Bei Bürgermeister Carsten Sittmann lernte Praktikant Tim Töpfer einiges über die Abläufe einer Verwaltung. Foto: Ralph Keim

TREBUR – Sechs Wochen lang absolvierte Tim Töpfer in der Gemeindeverwaltung ein Praktikum. „Ein mehrwöchiges Praktikum im Rahmen des Studiums ist Pflicht“, erläutert Tim Töpfer, der in Mainz Gutenberg-Universität besucht. „Die Bandbreite ist dabei sehr groß. Ich hätte beispielsweise bei einer Partei das Praktikum absolvieren können oder auch im Bereich Medien.“ Da seine Mutter beruflich in Bischofsheim tätig ist, klopfte Tim Töpfer zunächst bei der dortigen Bürgermeisterin Ulrike Steinbach (SPD) an. Im Bischofsheimer Rathaus hätte es mit dem Praktikum auch klappen können, doch dann kam Anfang April die für die Amtsinhaberin verloren gegangene Wahl dazwischen und das Praktikum war futsch.

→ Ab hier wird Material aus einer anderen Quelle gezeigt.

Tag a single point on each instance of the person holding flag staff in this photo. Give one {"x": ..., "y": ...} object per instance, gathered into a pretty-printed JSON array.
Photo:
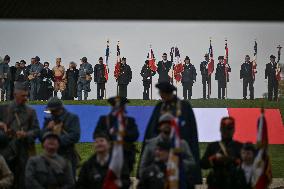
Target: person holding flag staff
[
  {"x": 271, "y": 76},
  {"x": 164, "y": 68},
  {"x": 247, "y": 74},
  {"x": 222, "y": 76},
  {"x": 100, "y": 78},
  {"x": 188, "y": 78}
]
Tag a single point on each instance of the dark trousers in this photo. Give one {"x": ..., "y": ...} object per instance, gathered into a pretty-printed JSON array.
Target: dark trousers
[
  {"x": 221, "y": 89},
  {"x": 272, "y": 89},
  {"x": 187, "y": 90},
  {"x": 122, "y": 90},
  {"x": 246, "y": 83},
  {"x": 100, "y": 91}
]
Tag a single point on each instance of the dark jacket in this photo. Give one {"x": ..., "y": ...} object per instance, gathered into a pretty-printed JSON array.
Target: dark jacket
[
  {"x": 246, "y": 71},
  {"x": 44, "y": 172},
  {"x": 125, "y": 75},
  {"x": 99, "y": 73},
  {"x": 92, "y": 175},
  {"x": 220, "y": 73},
  {"x": 163, "y": 71},
  {"x": 189, "y": 74},
  {"x": 223, "y": 173}
]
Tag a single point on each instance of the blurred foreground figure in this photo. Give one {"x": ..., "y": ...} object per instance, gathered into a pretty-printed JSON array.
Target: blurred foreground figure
[
  {"x": 67, "y": 126},
  {"x": 95, "y": 169},
  {"x": 19, "y": 127},
  {"x": 223, "y": 158},
  {"x": 49, "y": 170},
  {"x": 106, "y": 124},
  {"x": 183, "y": 111}
]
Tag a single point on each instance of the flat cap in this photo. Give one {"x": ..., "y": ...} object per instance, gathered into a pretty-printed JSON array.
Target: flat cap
[{"x": 166, "y": 87}]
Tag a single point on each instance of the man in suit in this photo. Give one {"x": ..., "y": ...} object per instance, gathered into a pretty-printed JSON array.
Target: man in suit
[
  {"x": 188, "y": 78},
  {"x": 99, "y": 78},
  {"x": 164, "y": 66},
  {"x": 246, "y": 73},
  {"x": 270, "y": 75}
]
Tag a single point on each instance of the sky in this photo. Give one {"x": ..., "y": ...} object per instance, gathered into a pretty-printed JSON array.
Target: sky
[{"x": 73, "y": 39}]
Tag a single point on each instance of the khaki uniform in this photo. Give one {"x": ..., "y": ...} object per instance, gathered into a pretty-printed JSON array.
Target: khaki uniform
[{"x": 59, "y": 78}]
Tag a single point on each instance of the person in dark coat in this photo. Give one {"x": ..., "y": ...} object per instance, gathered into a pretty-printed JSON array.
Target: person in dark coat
[
  {"x": 46, "y": 88},
  {"x": 154, "y": 175},
  {"x": 270, "y": 75},
  {"x": 49, "y": 170},
  {"x": 67, "y": 126},
  {"x": 246, "y": 73},
  {"x": 72, "y": 75},
  {"x": 188, "y": 78},
  {"x": 124, "y": 78},
  {"x": 222, "y": 77},
  {"x": 99, "y": 78},
  {"x": 205, "y": 77},
  {"x": 164, "y": 66},
  {"x": 106, "y": 125},
  {"x": 22, "y": 73},
  {"x": 13, "y": 70},
  {"x": 147, "y": 75},
  {"x": 19, "y": 127},
  {"x": 223, "y": 158},
  {"x": 172, "y": 104},
  {"x": 94, "y": 170}
]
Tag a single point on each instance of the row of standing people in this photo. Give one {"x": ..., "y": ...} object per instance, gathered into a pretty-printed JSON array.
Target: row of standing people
[{"x": 56, "y": 167}]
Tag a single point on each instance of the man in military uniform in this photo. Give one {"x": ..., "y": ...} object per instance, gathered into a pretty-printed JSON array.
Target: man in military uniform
[
  {"x": 270, "y": 75},
  {"x": 34, "y": 78},
  {"x": 188, "y": 78},
  {"x": 147, "y": 75},
  {"x": 19, "y": 127},
  {"x": 5, "y": 77},
  {"x": 94, "y": 170},
  {"x": 99, "y": 78},
  {"x": 164, "y": 66},
  {"x": 222, "y": 76},
  {"x": 107, "y": 123},
  {"x": 223, "y": 158},
  {"x": 67, "y": 126},
  {"x": 205, "y": 77},
  {"x": 49, "y": 170},
  {"x": 59, "y": 77},
  {"x": 182, "y": 109},
  {"x": 246, "y": 73},
  {"x": 124, "y": 78},
  {"x": 84, "y": 79}
]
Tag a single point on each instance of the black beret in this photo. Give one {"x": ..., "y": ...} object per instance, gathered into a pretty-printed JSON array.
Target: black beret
[
  {"x": 166, "y": 87},
  {"x": 120, "y": 101},
  {"x": 54, "y": 103}
]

Es war Steinbachs Nachfolger Ingo Kalweit (CDU), der dem jungen Mann empfahl, in Trebur vorstellig zu werden. „Beim ersten Gespräch mit Bürgermeister Carsten Sittmann war schnell klar, dass ich hier mein Praktikum absolvieren würde.“ Die Chemie stimmte bestens, und so wurden aus den zunächst festgesetzten drei Wochen schließlich sechs.

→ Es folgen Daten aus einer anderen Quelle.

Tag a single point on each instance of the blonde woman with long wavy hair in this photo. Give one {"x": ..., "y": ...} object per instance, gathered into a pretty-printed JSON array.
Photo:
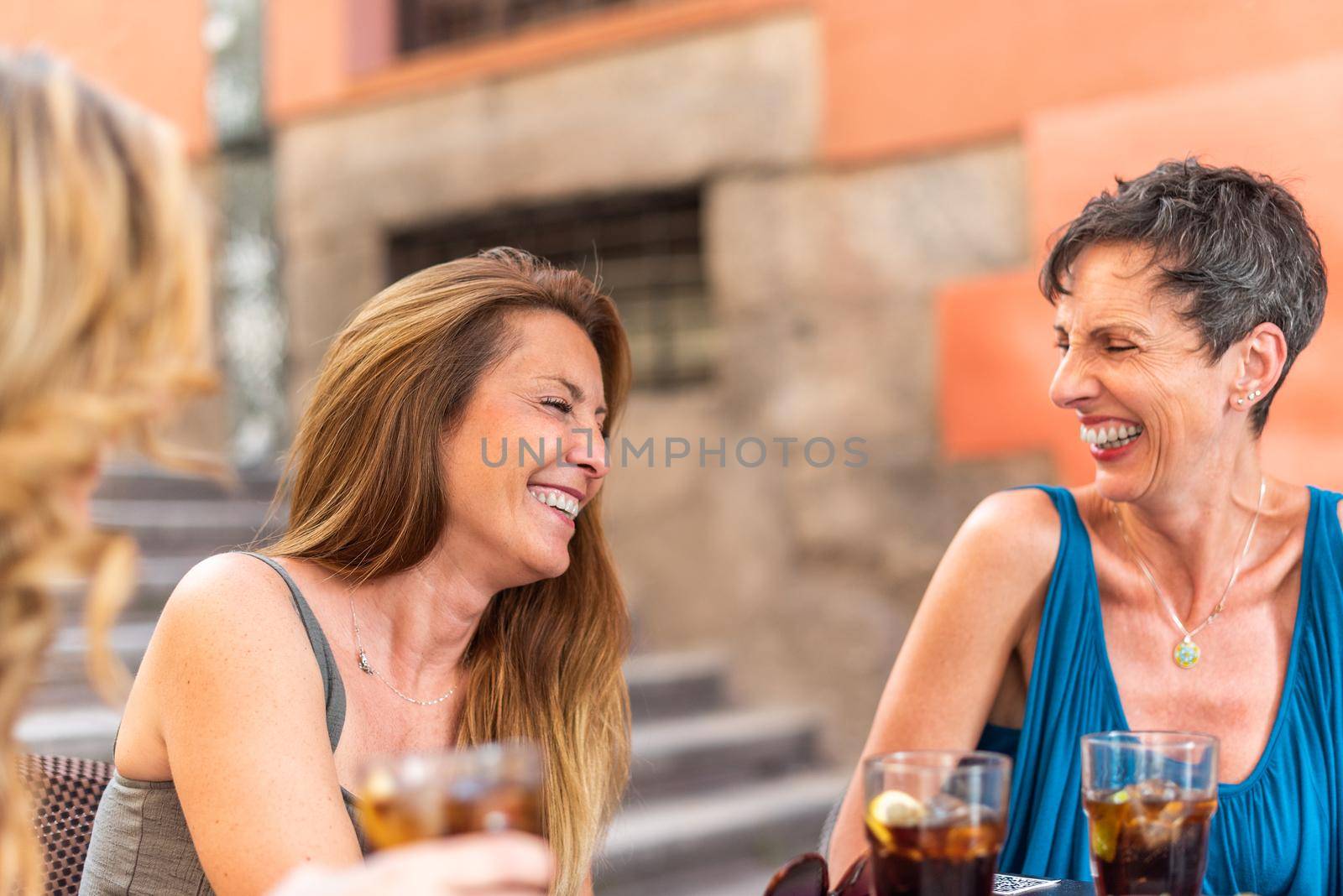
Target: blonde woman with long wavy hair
[
  {"x": 453, "y": 588},
  {"x": 102, "y": 315},
  {"x": 104, "y": 329}
]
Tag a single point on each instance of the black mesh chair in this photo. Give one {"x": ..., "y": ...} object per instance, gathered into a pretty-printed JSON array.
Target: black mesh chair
[{"x": 65, "y": 794}]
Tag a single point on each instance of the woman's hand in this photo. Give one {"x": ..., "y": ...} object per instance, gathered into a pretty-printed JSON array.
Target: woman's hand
[{"x": 478, "y": 864}]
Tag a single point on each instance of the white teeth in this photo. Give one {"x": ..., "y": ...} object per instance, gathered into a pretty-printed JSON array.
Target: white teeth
[
  {"x": 557, "y": 499},
  {"x": 1111, "y": 436}
]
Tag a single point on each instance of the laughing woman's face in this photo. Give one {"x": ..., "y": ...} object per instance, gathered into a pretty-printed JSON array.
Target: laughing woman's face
[
  {"x": 1152, "y": 407},
  {"x": 543, "y": 411}
]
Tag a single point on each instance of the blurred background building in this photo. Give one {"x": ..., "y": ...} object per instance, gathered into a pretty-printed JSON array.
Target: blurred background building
[{"x": 819, "y": 217}]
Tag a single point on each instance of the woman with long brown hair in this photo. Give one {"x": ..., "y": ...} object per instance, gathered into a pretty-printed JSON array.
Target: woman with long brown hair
[{"x": 453, "y": 584}]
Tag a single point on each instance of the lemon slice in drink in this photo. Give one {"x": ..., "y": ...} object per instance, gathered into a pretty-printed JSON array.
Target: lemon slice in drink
[{"x": 892, "y": 809}]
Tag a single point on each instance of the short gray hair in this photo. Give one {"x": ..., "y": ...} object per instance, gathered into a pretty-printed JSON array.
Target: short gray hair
[{"x": 1235, "y": 242}]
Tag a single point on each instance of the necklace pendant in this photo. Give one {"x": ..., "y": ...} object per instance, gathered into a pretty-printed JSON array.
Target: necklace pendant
[{"x": 1186, "y": 654}]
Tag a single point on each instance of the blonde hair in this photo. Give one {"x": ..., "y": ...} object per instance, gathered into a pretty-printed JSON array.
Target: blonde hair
[
  {"x": 368, "y": 497},
  {"x": 105, "y": 309}
]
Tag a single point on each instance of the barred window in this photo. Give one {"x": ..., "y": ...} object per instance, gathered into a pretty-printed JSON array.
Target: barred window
[
  {"x": 644, "y": 247},
  {"x": 431, "y": 23}
]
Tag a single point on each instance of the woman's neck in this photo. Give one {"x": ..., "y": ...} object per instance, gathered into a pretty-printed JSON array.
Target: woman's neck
[
  {"x": 418, "y": 623},
  {"x": 1194, "y": 537}
]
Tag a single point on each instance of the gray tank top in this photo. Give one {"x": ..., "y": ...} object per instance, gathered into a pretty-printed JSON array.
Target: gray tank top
[{"x": 140, "y": 844}]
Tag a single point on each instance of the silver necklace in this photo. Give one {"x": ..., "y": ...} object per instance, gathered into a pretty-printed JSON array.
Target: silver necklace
[
  {"x": 1186, "y": 651},
  {"x": 364, "y": 667}
]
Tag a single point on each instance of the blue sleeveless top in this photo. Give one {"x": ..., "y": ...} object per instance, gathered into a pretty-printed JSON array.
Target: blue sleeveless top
[{"x": 1276, "y": 833}]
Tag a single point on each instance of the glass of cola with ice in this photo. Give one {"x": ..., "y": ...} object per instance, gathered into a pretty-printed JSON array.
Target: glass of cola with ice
[
  {"x": 935, "y": 821},
  {"x": 1148, "y": 799}
]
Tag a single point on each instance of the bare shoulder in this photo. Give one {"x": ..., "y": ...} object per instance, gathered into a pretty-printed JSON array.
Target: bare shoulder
[
  {"x": 1020, "y": 528},
  {"x": 228, "y": 608},
  {"x": 226, "y": 591}
]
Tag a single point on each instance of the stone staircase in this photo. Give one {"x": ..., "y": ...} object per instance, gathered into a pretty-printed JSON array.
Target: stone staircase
[{"x": 720, "y": 795}]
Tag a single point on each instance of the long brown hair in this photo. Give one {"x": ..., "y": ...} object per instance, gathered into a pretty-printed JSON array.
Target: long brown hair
[
  {"x": 368, "y": 497},
  {"x": 104, "y": 313}
]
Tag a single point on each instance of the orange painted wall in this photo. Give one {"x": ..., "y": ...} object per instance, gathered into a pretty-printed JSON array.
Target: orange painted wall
[
  {"x": 317, "y": 63},
  {"x": 1286, "y": 122},
  {"x": 148, "y": 49},
  {"x": 904, "y": 76}
]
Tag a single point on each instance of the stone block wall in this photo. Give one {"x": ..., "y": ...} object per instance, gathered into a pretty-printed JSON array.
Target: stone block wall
[{"x": 823, "y": 284}]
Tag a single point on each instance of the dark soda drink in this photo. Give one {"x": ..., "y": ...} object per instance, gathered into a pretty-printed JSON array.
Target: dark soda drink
[
  {"x": 1148, "y": 839},
  {"x": 917, "y": 852},
  {"x": 405, "y": 817},
  {"x": 485, "y": 789}
]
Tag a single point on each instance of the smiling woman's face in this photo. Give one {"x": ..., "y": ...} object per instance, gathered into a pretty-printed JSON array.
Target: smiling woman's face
[
  {"x": 510, "y": 524},
  {"x": 1152, "y": 408}
]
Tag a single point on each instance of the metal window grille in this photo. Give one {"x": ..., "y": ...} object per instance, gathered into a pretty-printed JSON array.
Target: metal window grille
[
  {"x": 645, "y": 247},
  {"x": 433, "y": 23}
]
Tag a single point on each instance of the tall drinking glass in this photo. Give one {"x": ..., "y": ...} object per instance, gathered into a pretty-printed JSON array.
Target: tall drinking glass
[
  {"x": 935, "y": 821},
  {"x": 1148, "y": 799},
  {"x": 490, "y": 788}
]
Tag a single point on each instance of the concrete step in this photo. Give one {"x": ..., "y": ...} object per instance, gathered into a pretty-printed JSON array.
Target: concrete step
[
  {"x": 769, "y": 821},
  {"x": 84, "y": 730},
  {"x": 702, "y": 753},
  {"x": 672, "y": 685},
  {"x": 158, "y": 577},
  {"x": 738, "y": 878},
  {"x": 138, "y": 482},
  {"x": 65, "y": 683},
  {"x": 178, "y": 528}
]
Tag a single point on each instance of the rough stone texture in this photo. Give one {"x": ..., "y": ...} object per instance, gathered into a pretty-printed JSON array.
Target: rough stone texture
[
  {"x": 823, "y": 286},
  {"x": 666, "y": 114}
]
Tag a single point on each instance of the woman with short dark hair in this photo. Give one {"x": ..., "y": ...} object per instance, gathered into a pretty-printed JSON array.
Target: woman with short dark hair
[{"x": 1184, "y": 589}]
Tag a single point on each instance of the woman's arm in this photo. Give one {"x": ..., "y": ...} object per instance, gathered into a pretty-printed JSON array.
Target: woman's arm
[
  {"x": 973, "y": 616},
  {"x": 242, "y": 712}
]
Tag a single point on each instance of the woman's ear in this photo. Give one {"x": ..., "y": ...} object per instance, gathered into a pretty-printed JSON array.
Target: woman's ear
[{"x": 1262, "y": 357}]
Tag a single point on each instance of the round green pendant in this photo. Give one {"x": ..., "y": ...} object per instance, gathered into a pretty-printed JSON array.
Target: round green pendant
[{"x": 1186, "y": 655}]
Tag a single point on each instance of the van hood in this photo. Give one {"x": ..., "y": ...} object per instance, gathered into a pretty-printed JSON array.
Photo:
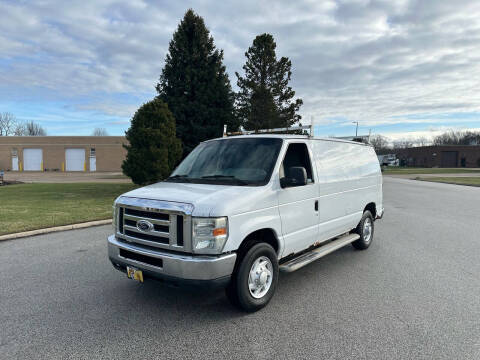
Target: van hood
[{"x": 207, "y": 199}]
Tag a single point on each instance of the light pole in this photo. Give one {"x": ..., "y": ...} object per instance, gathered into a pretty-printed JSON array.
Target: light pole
[{"x": 356, "y": 129}]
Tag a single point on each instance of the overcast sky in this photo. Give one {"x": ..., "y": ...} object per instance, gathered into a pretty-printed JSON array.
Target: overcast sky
[{"x": 400, "y": 68}]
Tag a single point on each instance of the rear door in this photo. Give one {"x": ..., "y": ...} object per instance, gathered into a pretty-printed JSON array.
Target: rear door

Was Tim Töpfer in gewisser Art ebenfalls beeindruckt hat: „Diesen bürokratischen Rattenschwanz, der vielfach gegenwärtig ist, hätte ich mir so nicht vorgestellt.“ Dass eine durchaus unspektakuläre Maßnahme, die für den Bürger vielleicht jetzt greift, mehrere Monate, wenn nicht gar Jahre Vorlaufzeit hat, hätte er nicht gedacht. „Ich arbeite nebenher in einem Betrieb. In der freien Wirtschaft könnte man so nicht vorgehen.“

Doch selbstverständlich nimmt Tim Töpfer überwiegend positive Eindrücke mit. „Ich habe alles sehr intensiv erklärt bekommen und eine wirklich schöne Herzlichkeit bei den Mitarbeitern erlebt.“ Spaß haben ihm auch die Termine gemacht, die zum Job von Bürgermeister Sittmann gehören, der den Studenten gerne mitgenommen hat.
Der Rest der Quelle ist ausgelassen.